第一阶段冲刺4

今天终于实现了爬虫,爬取到了一定的信息

代码:

# -*- coding:utf-8 -*-

import requests

from bs4 import BeautifulSoup

import bs4

from selenium import webdriver

from time import sleep

import time

from PIL import Image

class Login(object):

       def __init__(self):

             

             

              options=webdriver.ChromeOptions()

              options.add_argument('--headless')

              options.add_argument('--disable-gpu')

              options.add_argument('--ignore-certificate-errors')

              options.add_argument("--disable-gpu")

              self.driver=webdriver.Chrome(options=options)

              self.driver.maximize_window()

              self.driver.set_window_size('1920','1080') #设置浏览器宽480,高800 

              self.driver.get('http://tiedao.vatuu.com/service/login.html?returnUrl=return')

              cookie = self.driver.get_cookies()

              print(type(cookie))

              print(cookie[0]['value'])

              self.cookie = cookie[0]['value']
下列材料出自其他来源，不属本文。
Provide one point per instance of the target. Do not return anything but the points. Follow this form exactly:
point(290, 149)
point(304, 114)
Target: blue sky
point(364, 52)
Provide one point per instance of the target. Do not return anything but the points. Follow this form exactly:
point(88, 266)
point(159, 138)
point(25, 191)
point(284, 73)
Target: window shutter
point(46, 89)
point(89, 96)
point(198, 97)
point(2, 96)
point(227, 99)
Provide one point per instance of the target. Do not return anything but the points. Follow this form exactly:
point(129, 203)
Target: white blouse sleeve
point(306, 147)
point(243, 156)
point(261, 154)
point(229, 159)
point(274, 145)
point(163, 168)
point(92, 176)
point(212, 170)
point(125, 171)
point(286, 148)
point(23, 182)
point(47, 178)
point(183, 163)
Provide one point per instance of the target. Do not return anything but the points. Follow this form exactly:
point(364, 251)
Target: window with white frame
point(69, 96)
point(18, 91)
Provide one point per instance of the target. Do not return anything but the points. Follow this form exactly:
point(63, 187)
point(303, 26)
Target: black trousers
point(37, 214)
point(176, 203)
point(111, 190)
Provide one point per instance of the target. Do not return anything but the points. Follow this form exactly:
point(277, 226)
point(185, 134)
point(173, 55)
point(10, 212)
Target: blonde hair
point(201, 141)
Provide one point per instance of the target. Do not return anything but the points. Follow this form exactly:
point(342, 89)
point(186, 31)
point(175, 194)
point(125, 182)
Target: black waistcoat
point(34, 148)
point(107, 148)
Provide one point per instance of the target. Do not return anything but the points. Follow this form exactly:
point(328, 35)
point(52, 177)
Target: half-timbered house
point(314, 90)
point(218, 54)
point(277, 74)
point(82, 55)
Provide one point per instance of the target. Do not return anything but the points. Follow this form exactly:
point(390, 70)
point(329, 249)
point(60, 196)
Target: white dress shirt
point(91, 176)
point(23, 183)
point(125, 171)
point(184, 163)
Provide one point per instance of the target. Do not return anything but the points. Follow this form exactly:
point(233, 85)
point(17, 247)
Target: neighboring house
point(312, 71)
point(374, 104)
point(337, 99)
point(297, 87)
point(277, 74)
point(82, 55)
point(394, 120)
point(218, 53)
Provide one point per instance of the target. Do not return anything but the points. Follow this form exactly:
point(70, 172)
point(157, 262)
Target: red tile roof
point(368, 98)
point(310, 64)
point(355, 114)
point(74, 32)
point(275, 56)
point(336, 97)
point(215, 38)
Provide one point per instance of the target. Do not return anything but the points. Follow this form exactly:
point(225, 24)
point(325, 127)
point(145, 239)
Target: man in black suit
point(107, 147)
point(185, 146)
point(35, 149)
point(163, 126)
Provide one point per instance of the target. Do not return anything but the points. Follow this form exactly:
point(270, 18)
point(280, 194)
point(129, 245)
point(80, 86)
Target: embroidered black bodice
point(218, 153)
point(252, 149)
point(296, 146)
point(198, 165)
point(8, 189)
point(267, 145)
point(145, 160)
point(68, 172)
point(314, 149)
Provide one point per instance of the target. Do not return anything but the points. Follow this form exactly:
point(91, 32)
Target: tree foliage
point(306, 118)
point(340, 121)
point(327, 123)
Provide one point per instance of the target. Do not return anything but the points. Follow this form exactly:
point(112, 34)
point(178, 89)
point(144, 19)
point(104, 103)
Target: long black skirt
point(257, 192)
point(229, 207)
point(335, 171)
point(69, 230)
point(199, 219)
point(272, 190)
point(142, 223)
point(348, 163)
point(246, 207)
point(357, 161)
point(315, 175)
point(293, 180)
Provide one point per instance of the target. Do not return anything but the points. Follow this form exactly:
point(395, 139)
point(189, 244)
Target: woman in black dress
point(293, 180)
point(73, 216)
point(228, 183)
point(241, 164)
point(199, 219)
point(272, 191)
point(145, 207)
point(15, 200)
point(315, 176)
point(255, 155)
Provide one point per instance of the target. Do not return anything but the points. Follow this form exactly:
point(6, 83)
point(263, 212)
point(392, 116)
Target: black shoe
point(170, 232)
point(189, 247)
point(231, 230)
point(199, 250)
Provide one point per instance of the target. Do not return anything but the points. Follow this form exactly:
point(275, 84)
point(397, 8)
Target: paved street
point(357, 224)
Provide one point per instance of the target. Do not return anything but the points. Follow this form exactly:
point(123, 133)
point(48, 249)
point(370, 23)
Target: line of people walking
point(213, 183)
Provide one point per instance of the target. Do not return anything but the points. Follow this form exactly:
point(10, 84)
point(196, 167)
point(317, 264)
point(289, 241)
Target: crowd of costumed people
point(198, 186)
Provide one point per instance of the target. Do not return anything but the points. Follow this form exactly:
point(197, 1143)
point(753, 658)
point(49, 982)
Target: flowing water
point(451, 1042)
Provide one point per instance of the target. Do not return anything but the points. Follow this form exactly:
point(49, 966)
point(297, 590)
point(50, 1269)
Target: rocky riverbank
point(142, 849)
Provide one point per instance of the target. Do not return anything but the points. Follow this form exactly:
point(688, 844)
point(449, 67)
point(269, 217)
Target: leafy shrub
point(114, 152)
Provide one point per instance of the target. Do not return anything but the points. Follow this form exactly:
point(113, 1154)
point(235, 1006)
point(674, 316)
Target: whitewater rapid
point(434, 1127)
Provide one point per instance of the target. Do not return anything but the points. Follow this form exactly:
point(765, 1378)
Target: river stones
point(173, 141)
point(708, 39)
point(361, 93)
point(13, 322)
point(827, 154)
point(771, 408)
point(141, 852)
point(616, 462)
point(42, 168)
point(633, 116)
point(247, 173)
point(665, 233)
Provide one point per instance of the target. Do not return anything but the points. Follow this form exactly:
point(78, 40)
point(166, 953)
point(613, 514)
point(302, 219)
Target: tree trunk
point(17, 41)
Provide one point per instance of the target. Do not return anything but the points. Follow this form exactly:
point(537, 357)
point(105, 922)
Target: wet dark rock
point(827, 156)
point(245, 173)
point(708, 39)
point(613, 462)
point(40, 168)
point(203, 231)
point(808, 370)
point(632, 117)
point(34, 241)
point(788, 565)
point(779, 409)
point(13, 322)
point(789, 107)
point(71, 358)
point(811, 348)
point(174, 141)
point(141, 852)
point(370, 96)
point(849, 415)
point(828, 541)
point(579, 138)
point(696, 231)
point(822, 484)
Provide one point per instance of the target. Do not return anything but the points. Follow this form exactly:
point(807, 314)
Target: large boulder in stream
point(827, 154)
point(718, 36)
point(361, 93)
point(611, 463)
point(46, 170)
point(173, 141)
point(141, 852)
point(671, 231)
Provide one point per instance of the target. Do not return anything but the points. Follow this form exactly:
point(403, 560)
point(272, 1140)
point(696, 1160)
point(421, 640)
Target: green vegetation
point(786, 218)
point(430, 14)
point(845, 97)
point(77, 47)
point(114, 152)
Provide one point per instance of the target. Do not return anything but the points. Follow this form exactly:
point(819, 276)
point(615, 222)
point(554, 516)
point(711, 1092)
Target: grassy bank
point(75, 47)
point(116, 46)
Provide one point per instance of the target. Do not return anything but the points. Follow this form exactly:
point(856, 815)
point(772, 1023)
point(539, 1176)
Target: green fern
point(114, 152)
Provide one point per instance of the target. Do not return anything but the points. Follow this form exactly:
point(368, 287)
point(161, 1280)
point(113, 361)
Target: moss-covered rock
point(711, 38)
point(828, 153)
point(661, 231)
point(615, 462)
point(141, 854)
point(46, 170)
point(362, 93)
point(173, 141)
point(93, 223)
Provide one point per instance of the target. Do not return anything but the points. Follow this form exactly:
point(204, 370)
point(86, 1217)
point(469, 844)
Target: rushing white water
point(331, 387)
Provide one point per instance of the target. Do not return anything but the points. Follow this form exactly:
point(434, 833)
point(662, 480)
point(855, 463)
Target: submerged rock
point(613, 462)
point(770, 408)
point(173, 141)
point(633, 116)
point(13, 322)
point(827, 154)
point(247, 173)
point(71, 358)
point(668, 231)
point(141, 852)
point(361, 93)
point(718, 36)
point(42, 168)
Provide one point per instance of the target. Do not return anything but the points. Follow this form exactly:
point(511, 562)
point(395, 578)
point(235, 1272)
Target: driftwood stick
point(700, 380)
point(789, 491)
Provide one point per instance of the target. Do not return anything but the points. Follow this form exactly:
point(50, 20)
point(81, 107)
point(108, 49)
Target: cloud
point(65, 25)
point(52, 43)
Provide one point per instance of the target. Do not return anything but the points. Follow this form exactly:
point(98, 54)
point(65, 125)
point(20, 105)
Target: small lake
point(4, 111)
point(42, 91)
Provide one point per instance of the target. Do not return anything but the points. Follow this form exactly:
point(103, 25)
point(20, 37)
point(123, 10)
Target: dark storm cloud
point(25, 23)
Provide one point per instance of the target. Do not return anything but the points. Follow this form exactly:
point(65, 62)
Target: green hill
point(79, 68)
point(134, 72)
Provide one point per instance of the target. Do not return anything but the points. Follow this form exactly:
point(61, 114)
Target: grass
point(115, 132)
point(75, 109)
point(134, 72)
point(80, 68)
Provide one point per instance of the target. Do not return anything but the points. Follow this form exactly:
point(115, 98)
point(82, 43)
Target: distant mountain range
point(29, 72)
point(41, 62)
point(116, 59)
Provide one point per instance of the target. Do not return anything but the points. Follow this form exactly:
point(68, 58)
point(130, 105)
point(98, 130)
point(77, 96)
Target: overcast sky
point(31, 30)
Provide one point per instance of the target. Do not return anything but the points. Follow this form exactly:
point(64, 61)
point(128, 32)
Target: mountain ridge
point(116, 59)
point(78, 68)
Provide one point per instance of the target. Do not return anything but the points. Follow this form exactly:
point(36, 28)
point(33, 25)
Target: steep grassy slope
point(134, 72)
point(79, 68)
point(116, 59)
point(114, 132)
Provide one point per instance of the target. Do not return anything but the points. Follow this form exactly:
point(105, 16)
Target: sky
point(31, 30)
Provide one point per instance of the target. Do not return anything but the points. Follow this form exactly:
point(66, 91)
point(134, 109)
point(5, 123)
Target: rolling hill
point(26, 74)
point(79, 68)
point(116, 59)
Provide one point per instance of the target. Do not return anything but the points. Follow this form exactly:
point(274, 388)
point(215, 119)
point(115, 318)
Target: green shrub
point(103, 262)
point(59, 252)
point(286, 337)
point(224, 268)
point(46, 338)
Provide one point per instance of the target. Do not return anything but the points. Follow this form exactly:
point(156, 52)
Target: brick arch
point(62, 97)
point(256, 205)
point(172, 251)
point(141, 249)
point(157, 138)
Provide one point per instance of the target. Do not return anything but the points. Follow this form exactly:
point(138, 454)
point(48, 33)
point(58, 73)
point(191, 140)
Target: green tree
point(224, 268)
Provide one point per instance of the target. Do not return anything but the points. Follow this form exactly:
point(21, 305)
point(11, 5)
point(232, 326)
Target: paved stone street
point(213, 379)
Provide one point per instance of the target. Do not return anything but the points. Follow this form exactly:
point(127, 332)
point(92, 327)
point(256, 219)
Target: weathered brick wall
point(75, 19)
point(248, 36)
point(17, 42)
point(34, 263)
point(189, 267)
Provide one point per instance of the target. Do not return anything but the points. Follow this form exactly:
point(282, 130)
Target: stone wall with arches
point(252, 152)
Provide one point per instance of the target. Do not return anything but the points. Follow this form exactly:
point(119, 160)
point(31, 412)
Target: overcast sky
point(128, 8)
              print(type(self.cookie))

              self.headers = {

                            'Accept': 'text/html,application/xhtml+xml,application/xml;q=0.9,image/webp,image/apng,*/*;q=0.8',

                            'Accept-Encoding': 'gzip, deflate',

                            'Accept-Language': 'zh-CN,zh;q=0.9,en;q=0.8',

                            'Connection': 'keep-alive',

                            'Cookie': self.cookie,

                            'Host': 'tiedao.vatuu.com',

                            'Upgrade-Insecure-Requests': '1',

                            'User-Agent': 'Mozilla/5.0 (Windows NT 10.0; Win64; x64) AppleWebKit/537.36

                                   (KHTML, like Gecko)Chrome/72.0.3626.121 Safari/537.36'

                     }

              print(self.headers)

              self.url = 'http://tiedao.vatuu.com/vatuu/StudentScoreInfoAction?setAction=studentScoreQuery&viewType=

                     studentScore&orderType=submitDate&orderValue=desc'

             

       # 时间格式进行格式化

       def time_format(self):

              current_time = time.strftime('%Y%m%d%H%M%S', time.localtime(time.time()))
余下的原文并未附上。